Goldman Sachs Group Inc. announced today that they have agreed to pay $5.06 billion to settle claims related to misleading investors between 2005 and 2007. Goldman Sachs’s actions led to much of the economic distress during the 2008 recession.

According to the Department of Justice, Goldman Sachs’s conduct in packaging, securitization, marketing, and sales of residential mortgage-backed securities between 2005 and 2007 caused investors to lose billions of dollars.

The settlement is made up of a $2.385 billion civil penalty and $1.8 billion in other relief. They will also be on the hook for $875 million to resolve claims from New York and Illinois attorney generals, the National Credit Union Administration, and the Federal Home Loan Banks of Chicago and Seattle.

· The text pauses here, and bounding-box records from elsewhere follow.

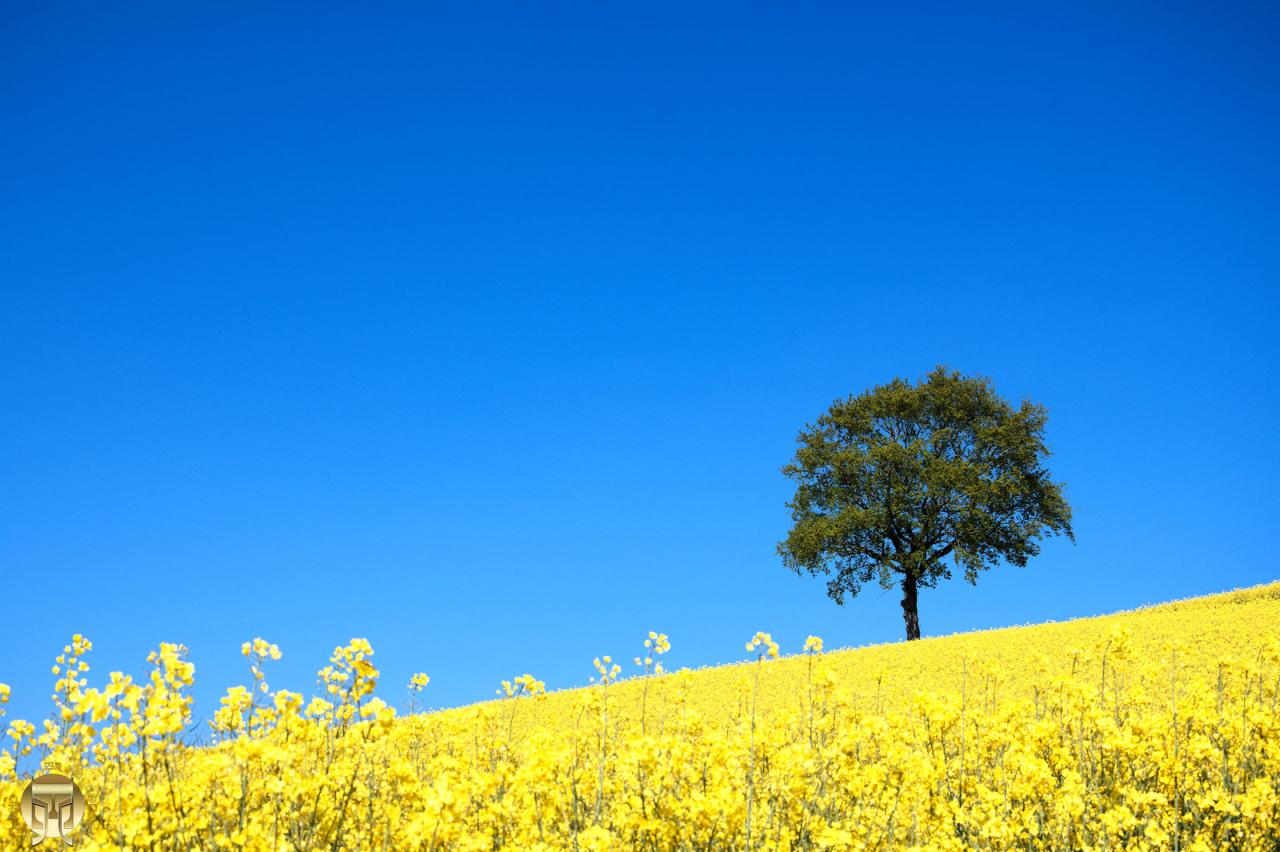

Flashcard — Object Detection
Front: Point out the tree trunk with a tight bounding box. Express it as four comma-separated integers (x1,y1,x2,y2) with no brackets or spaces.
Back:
902,572,920,642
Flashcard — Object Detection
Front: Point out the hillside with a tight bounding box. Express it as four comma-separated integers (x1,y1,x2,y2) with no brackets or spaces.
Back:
0,583,1280,849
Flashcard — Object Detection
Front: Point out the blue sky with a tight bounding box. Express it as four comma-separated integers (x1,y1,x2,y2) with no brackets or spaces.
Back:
0,4,1280,718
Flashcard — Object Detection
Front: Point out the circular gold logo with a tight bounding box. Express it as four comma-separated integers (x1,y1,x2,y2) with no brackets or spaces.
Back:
19,775,84,846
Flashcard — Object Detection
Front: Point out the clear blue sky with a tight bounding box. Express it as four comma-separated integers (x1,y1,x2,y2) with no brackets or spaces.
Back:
0,3,1280,718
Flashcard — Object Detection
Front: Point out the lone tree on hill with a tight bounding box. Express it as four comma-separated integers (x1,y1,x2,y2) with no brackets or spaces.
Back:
778,367,1075,640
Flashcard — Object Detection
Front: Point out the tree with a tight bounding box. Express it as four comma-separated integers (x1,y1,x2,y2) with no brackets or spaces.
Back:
778,367,1075,640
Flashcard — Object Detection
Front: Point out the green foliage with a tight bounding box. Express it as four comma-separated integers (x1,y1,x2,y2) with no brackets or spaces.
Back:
778,367,1075,638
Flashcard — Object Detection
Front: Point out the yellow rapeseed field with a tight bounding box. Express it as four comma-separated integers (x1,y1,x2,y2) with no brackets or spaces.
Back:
0,583,1280,851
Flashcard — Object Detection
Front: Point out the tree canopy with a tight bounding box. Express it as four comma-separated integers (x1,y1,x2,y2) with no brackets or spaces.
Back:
778,366,1075,640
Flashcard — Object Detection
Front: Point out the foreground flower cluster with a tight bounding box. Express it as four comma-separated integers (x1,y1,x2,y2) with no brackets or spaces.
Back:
0,583,1280,849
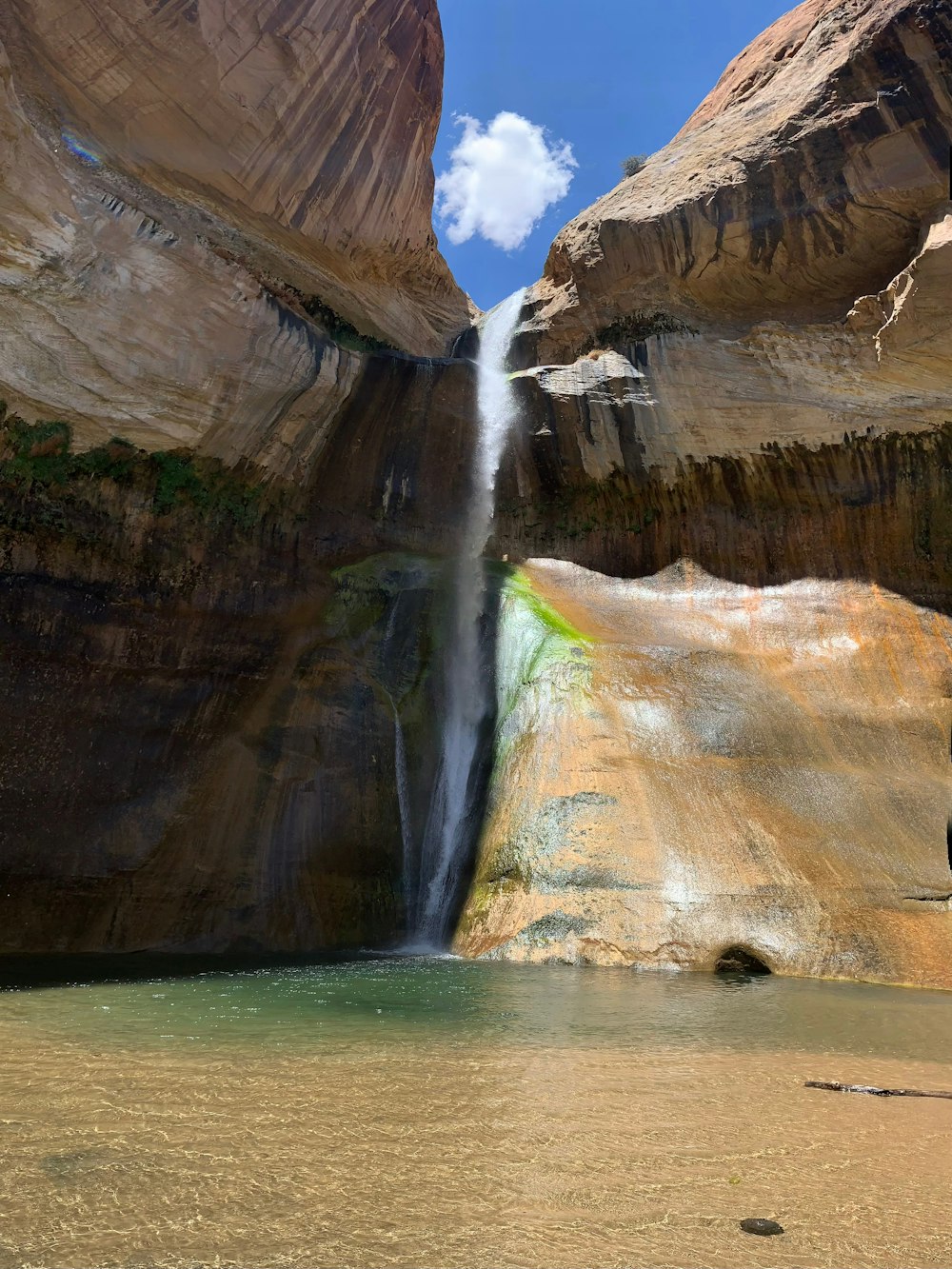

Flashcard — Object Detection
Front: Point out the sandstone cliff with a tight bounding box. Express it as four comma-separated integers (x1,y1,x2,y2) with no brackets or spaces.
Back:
457,0,952,986
532,0,952,361
0,0,952,986
0,0,468,462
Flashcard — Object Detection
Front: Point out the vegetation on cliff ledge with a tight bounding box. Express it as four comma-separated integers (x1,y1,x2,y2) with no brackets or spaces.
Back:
575,308,698,357
0,401,279,530
301,296,397,353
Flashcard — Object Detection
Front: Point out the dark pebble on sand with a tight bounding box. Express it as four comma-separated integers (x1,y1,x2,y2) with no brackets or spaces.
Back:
740,1216,783,1236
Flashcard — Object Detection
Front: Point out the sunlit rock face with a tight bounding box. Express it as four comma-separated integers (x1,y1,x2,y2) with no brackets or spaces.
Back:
456,561,952,987
530,0,952,362
0,0,468,454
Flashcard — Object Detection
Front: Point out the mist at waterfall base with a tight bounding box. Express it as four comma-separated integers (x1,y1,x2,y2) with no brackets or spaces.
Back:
0,957,952,1269
399,290,525,952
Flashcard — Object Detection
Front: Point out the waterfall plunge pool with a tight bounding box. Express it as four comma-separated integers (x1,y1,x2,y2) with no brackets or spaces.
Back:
0,958,952,1269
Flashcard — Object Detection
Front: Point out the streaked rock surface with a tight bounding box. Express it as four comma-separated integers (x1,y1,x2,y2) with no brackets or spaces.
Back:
456,561,952,987
0,0,468,462
530,0,952,362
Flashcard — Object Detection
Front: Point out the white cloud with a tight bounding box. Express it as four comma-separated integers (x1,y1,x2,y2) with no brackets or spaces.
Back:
437,110,578,251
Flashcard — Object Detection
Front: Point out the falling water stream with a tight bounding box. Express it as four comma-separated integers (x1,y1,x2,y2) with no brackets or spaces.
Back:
407,290,525,949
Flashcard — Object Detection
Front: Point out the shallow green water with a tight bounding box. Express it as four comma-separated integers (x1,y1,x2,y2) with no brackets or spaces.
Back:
0,957,952,1061
0,958,952,1269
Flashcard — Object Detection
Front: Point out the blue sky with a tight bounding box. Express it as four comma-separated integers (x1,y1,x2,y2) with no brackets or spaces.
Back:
433,0,793,308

This is the fifth recession-related settlement since 2012. The earlier cases involved J.P. Morgan Chase ($13 billion), Bank of America ($16.6 billion), Citibank ($7 billion), and Morgan Stanley ($3.2 billion).

“We are pleased to put these legacy matters behind us,” said a Goldman Sachs representative in a statement. “Since the financial crisis, we have taken significant steps to strengthen our culture, reinforce our commitment to our clients, and ensure our governance processes are robust.”

But will it be enough to restore faith in big banks? Fortune suggests that, while these settlements are an improvement on similar situations a few years ago, when Wall Street firms could say they “neither admit nor deny the charges,” no specific bankers are required to deal with the consequences of their actions.

Still, perhaps some action is better than no action at all. “This resolution holds Goldman Sachs accountable for its serious misconduct in falsely assuring investors that securities it sold were backed by sound mortgages,” noted Acting Associate Attorney General Stuart Delery.

As things currently stand, the DOJ can still bring charges against Goldman Sachs and other banks involved. In fact, the banks may even be expecting it: Goldman Sachs, for instance, has set aside increasing amounts for legal and litigation expenses—in 2015 alone, their fund reached $4.01 billion, more than double the totals for the previous two years combined.